Wo wächst deines? Gedüngt? Im Ufergraben?

Liebe Grüße
Andrea


----------



## Annett (3. Sep. 2010)

*AW: Erfahrungsaustausch  Papyrus*

Hallo Andrea.

Meines steht im Maurersand direkt im Teich bei ca. 15 - 20cm Wassertiefe.


----------



## goldfisch (3. Sep. 2010)

*AW: Erfahrungsaustausch  Papyrus*

Hallo,

Danke erst einmal. Heute ist mein Papyrus in den Bürominiteich umgezogen. Bisher stand die Wurzel unter Wasser. Ich habe Ih jetzt höher gesetzt. Dabei haben ich einen neuen Trieb entdeckt.

Mein Cyperus alternifolius wuchert von Frühjahr bis Herbst im Teich. Teilweise sogar schwimmend. Im Winter habe ich es frostfrei in Aquarien, Eimern, Töpfen ... .

mfg Jürgen


----------



## danyvet (3. Sep. 2010)

*AW: Erfahrungsaustausch  Papyrus*

Ein Bürominiteich!!! hmmmm..... das bringt mich jetzt auf Gedanken 
da könnt ich ja dann auch versuchen, meine Wasserhyazinthen zu überwintern 
ich glaub ich werd heut mal in den Baumarkt schauen und einen Bottich kaufen ....und mich im Mini-Thread anmelden


----------



## Nymphaion (3. Sep. 2010)

*AW: Erfahrungsaustausch  Papyrus*

Hallo,

das mit dem nur feuchten Boden kann ich nicht bestätigen. Mein echter Papyrus steht im Wasser, Sommer wie Winter.


----------



## Knoblauchkröte (3. Sep. 2010)

*AW: Erfahrungsaustausch  Papyrus*

Hi,

Papyrus braucht schon nasse Füße es bildet am Heimatstandort sehr dichte Pflanzengürtel im Flachwasser (so wie hier __ Schilf oder die __ Rohrkolben)

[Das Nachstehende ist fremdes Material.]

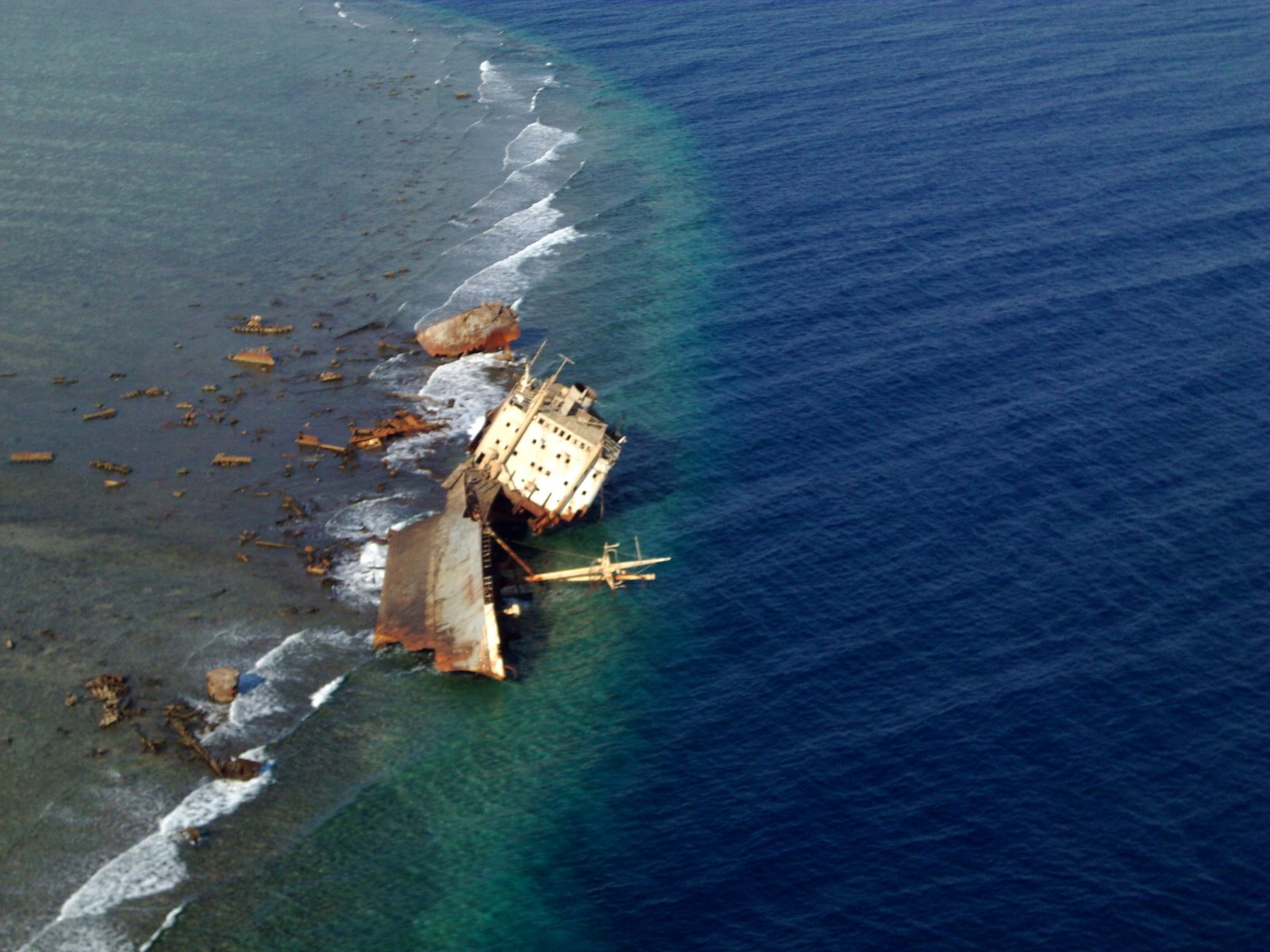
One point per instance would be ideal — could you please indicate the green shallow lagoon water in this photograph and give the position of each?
(173, 167)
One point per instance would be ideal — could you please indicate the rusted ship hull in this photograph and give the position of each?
(440, 594)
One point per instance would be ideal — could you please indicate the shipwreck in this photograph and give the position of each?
(540, 460)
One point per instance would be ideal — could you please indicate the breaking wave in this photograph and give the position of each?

Das Problem wird hier im Teich eher bei den starken Temperaturschwankungen liegen (die im Haus gewachsenen (verweichlichten) Blätter vertragen ja auch die ungewohnte Sonne nicht und bekommen nach dem ausräumen ins Freiland erst mal nen Sonnenbrand und sterben dann ab

MfG Frank


----------



## sister_in_act (3. Sep. 2010)

*AW: Erfahrungsaustausch  Papyrus*

hallo alle

@Andrea
mein Zyperngras hat eindeutig runde Stengel. 

 << einer meiner Töpfe, die bald wieder ins Haus kommen.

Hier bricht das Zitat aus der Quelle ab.